We use this rule to keep websites visually balanced, easy to scan, and less cluttered. On a small business site, the 60% color is usually the background or the largest surface area, often white, off-white, light gray, or another calm brand color. The 30% color supports the layout through cards, sections, menus, icons, or secondary buttons. The 10% color is the one that should stand out most, usually for calls to action like “Book Now,” “Call Us,” or “Get a Quote.”
| Portion | What it usually covers | Typical website use |
|---|---|---|
| 60% | Dominant color | Page backgrounds, large sections, whitespace feel |
| 30% | Secondary color | Navigation, content blocks, graphics, supporting UI |
| 10% | Accent color | Primary buttons, links, highlights, offers, alerts |
This rule matters because color affects attention. If every button, banner, icon, and section uses a different strong color, your visitor has no clear path. If the palette is controlled, your site feels more polished and people can tell where to click next. That is especially useful for Orlando businesses that depend on fast decisions, like dental offices, law firms, pest control companies, and home service brands.
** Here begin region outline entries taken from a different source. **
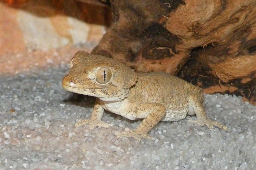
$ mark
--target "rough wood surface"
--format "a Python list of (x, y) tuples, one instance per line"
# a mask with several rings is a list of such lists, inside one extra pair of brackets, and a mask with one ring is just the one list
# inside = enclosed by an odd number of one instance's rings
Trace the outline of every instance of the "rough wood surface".
[[(110, 3), (112, 23), (93, 53), (113, 57), (139, 71), (177, 74), (182, 69), (181, 76), (189, 75), (183, 77), (193, 77), (187, 80), (209, 88), (207, 81), (199, 81), (199, 74), (192, 76), (199, 69), (208, 81), (217, 80), (206, 92), (229, 91), (255, 103), (256, 1)], [(198, 67), (188, 65), (192, 55)], [(184, 74), (188, 70), (186, 63), (195, 70)], [(213, 88), (217, 85), (220, 88)]]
A practical example is a law firm website with white and light gray making up most of the layout, navy blue used for headers and content sections, and gold used only for contact buttons and trust highlights. That gives the site structure without making it feel loud. The same idea works for healthcare sites, where blue or green often carries the layout and one warmer accent color points visitors to appointment actions.
The rule is a guideline, not a strict formula. We sometimes bend it when a brand already has a strong visual identity, but the idea stays the same: one main color does most of the work, one supporting color adds depth, and one accent color creates focus. If you are planning a redesign, our web design service uses this kind of color discipline so your site looks professional and pushes visitors toward the right next step.
It also works best when paired with readable type, spacing, and contrast. A great palette can still fail if the text is hard to read or buttons blend into the page, which is why our guide on how colors and typography affect readability and trust is closely tied to this rule. If your current site feels busy, inconsistent, or hard to scan, the 60/30/10 rule is often one of the fastest ways to clean it up.